Special operations forces can only grow by 3 percent to 5 percent a year, Olson said. But the need for those units to deploy in hot spots around the globe is outpacing that growth, he said.Think of this in civilian terms for a moment. Pick your favorite professional sport... say Major League Baseball... in that example any time the league tries to expand by a couple of teams, pitching quality drops and general standards of play and management take a knock as well. That's because there are really only about 1200 Major League quality players out there (30 teams, maximum 40 man rosters) by the most generous measure these days. Only about 750 of them are up on the Major League clubs most of the season. The remainder are either on the DL (injured players) or down with Minor League teams. *That* pool, by the way, is less than 6000 players either on the Big Club rosters or trying to climb up to the Majors. Not a whole lot of players there in the whole system, and only ~1 in 5 is actually in The Show.
Keep those numbers in mind and now let's go back to Adm. Olson's problem.
The current manpower allocation for USSOCOM is (in round numbers) 48,000.
Based on what it takes to be a Special Operator, that's an astoundingly high figure already. If it even can be grown at a 3~5% annual rate, there is a serious risk of diluting the force quality. I'll presume the training capability is in place, but there is more to it than just having "more players in the Leagues". Getting, and retaining, good Operators just has to be harder with every expansion.

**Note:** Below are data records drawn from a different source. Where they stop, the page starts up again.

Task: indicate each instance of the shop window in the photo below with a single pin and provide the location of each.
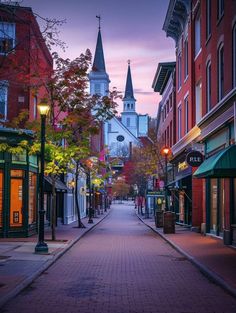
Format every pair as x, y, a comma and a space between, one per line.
186, 114
220, 66
179, 60
1, 198
7, 37
208, 18
220, 9
179, 121
198, 101
19, 157
234, 55
16, 198
234, 202
213, 206
35, 107
33, 160
186, 59
208, 86
221, 221
3, 99
32, 197
197, 35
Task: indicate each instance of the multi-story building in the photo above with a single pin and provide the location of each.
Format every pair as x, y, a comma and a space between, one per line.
164, 83
181, 20
204, 33
218, 115
24, 61
25, 66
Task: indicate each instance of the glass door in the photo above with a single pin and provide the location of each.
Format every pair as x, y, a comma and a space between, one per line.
213, 207
16, 201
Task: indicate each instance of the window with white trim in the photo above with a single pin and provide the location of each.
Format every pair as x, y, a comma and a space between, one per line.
7, 37
3, 100
220, 66
234, 55
208, 86
208, 18
197, 35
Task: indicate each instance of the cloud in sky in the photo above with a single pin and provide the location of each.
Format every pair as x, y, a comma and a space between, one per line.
131, 30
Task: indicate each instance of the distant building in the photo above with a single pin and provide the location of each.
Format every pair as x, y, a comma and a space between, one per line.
117, 135
205, 36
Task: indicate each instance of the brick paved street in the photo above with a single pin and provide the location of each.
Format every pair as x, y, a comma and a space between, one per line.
122, 267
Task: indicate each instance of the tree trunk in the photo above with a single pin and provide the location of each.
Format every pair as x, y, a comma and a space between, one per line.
53, 209
80, 224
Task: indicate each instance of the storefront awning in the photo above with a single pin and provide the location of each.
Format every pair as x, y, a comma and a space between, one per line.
220, 165
59, 185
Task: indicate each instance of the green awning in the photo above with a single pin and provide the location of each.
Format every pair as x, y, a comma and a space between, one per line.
220, 165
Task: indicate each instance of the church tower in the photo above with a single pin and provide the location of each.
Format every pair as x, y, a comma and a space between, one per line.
129, 116
98, 78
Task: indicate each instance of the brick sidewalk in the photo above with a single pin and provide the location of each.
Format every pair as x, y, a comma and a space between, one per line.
19, 265
208, 253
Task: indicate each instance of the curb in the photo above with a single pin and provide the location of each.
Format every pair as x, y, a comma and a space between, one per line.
27, 281
203, 269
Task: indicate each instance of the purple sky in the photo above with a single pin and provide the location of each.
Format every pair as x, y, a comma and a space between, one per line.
131, 29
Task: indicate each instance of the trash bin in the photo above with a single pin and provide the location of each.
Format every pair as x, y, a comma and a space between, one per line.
168, 222
159, 218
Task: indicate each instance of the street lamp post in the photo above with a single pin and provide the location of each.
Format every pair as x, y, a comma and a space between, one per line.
41, 246
90, 210
166, 152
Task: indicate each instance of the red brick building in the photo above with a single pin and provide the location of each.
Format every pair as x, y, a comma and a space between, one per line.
25, 62
205, 37
181, 21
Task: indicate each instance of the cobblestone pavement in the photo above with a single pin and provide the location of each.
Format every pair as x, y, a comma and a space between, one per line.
122, 266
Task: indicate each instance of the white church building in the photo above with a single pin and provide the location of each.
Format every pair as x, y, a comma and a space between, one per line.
120, 133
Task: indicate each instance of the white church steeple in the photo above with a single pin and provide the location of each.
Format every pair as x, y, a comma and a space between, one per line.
129, 116
98, 78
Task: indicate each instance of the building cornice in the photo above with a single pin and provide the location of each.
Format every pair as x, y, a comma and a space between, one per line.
176, 18
185, 141
218, 109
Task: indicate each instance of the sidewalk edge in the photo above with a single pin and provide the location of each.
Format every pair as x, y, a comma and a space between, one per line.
203, 269
27, 281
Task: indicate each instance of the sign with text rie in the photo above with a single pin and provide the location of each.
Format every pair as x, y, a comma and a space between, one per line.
194, 158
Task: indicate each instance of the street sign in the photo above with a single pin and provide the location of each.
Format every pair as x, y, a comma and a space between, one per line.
194, 158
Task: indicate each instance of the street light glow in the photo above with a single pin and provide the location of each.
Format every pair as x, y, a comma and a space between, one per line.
43, 108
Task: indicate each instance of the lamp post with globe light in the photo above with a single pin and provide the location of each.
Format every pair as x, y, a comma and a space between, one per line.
165, 151
42, 246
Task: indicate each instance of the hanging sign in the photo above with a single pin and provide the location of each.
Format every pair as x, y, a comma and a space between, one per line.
194, 158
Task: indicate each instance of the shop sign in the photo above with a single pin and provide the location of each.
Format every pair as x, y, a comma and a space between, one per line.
182, 166
158, 194
120, 138
194, 158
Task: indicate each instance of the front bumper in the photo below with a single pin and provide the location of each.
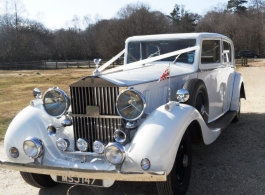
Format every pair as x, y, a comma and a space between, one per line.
95, 174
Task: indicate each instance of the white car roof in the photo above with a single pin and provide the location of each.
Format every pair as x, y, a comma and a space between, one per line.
175, 36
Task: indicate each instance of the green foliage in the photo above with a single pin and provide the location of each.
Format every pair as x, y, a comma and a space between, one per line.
182, 20
237, 6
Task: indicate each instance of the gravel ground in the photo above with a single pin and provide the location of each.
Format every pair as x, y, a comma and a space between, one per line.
233, 164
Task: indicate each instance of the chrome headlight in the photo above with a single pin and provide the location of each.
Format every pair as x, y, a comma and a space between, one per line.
115, 153
131, 104
98, 147
82, 144
56, 102
62, 144
33, 147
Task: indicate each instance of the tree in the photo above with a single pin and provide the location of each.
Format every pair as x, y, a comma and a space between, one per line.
183, 20
237, 6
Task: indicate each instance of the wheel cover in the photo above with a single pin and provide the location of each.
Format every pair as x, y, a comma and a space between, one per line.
182, 162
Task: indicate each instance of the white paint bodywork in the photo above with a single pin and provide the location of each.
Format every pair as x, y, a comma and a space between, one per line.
159, 135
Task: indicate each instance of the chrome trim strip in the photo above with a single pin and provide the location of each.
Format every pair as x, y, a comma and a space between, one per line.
95, 174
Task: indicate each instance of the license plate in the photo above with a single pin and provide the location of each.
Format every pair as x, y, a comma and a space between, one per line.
80, 181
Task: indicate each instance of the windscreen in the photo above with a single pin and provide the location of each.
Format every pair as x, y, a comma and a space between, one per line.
148, 49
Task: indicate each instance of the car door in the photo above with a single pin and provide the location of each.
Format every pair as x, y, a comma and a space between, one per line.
213, 72
228, 73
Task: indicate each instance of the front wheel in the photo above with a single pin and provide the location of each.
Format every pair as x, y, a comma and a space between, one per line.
179, 178
38, 180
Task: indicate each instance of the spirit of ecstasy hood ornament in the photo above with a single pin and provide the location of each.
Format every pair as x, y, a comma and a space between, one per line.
96, 72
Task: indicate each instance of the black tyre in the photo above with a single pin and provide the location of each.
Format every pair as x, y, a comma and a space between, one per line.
237, 117
38, 180
198, 97
179, 178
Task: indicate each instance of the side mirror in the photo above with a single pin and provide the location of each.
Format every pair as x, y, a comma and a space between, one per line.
37, 93
182, 95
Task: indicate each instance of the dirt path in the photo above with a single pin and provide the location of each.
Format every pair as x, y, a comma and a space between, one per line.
233, 164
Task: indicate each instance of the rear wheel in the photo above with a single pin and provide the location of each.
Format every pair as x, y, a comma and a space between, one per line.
179, 178
38, 180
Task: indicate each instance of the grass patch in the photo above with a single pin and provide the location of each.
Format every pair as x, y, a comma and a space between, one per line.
16, 88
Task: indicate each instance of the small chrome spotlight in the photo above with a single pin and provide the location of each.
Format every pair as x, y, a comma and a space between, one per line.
62, 144
145, 164
119, 136
14, 152
98, 147
37, 93
82, 144
33, 147
182, 95
51, 130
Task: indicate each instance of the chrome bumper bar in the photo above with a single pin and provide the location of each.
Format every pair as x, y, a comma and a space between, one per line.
84, 173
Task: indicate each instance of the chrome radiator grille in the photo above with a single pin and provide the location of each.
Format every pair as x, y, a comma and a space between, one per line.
94, 128
104, 97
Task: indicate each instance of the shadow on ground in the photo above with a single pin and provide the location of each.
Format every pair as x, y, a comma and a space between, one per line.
233, 164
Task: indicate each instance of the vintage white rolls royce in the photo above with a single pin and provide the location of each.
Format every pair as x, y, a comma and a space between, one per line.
134, 122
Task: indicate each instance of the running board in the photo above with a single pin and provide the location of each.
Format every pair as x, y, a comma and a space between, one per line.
223, 121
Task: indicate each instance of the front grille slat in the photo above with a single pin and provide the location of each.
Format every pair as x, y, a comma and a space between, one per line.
93, 128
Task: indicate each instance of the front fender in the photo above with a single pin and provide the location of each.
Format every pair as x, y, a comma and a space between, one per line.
33, 121
159, 136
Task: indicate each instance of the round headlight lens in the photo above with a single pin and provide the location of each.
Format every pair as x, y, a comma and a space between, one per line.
131, 104
62, 144
14, 152
115, 153
98, 147
33, 147
82, 144
56, 102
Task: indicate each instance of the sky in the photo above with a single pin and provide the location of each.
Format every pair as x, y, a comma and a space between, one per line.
56, 14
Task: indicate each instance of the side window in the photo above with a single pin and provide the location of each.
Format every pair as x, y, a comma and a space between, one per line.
210, 52
134, 52
227, 51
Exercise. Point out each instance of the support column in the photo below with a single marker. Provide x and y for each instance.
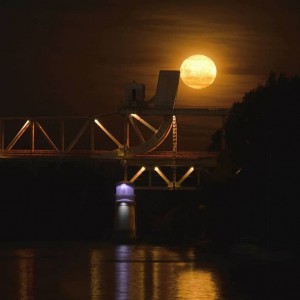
(124, 226)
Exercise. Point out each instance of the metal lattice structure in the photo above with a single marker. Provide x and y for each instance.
(133, 140)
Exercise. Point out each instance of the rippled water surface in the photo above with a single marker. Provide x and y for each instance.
(84, 271)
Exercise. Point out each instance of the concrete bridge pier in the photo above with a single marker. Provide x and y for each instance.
(124, 223)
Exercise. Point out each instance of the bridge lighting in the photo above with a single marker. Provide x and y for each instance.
(108, 133)
(149, 126)
(185, 176)
(163, 176)
(136, 176)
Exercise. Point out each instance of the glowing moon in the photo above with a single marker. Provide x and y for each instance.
(198, 71)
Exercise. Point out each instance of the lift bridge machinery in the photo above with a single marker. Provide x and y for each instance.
(145, 126)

Now to his second point, made in reply to a question:
He turned to intelligence concerns in North Africa in response to a question from Rep. Adam Smith, D-Wash., chairman of the subcommittee.In fact, the area of concern is both North and East Africa. North Africa is just a bigger concern. The U.S. military and intelligence services have never had more than a very small number of "Africa hands". It was a problem when Western Sahara turned into a war (Kingdom of Morocco vs. the Polisario Front); it was a bigger problem when Mu'ammar al-Qadafi got greedy and tried to annex the Aouzou Strip (northern Chad). The picture isn't very different today. Without Operators who specialize in the region, and this is true for any region, Special Operations is limited in what it can be called upon to do.
Smith asked Olson if the special operations forces could use more intelligence and surveillance coverage in North Africa, where al-Qaida (al-Qaeda) has set up a franchise in the vast ungoverned areas.
"We've got to find ways of having a better understanding of what is happening there," Olson said, adding that increased surveillance would be one answer.
So good luck, Admiral. Here's hoping that you've got some "young arms in the farm system" that are ready to step up... and that some of them speak Hausa, Bambara, and North African Arabic.
Side note: The force commitment from USSOCOM to Afghanistan is ~5,000 and is about to increase by 1,000 this month. With the requirements for troop rotation these days, that is a big chunk of Special Operations locked in deployment-wise.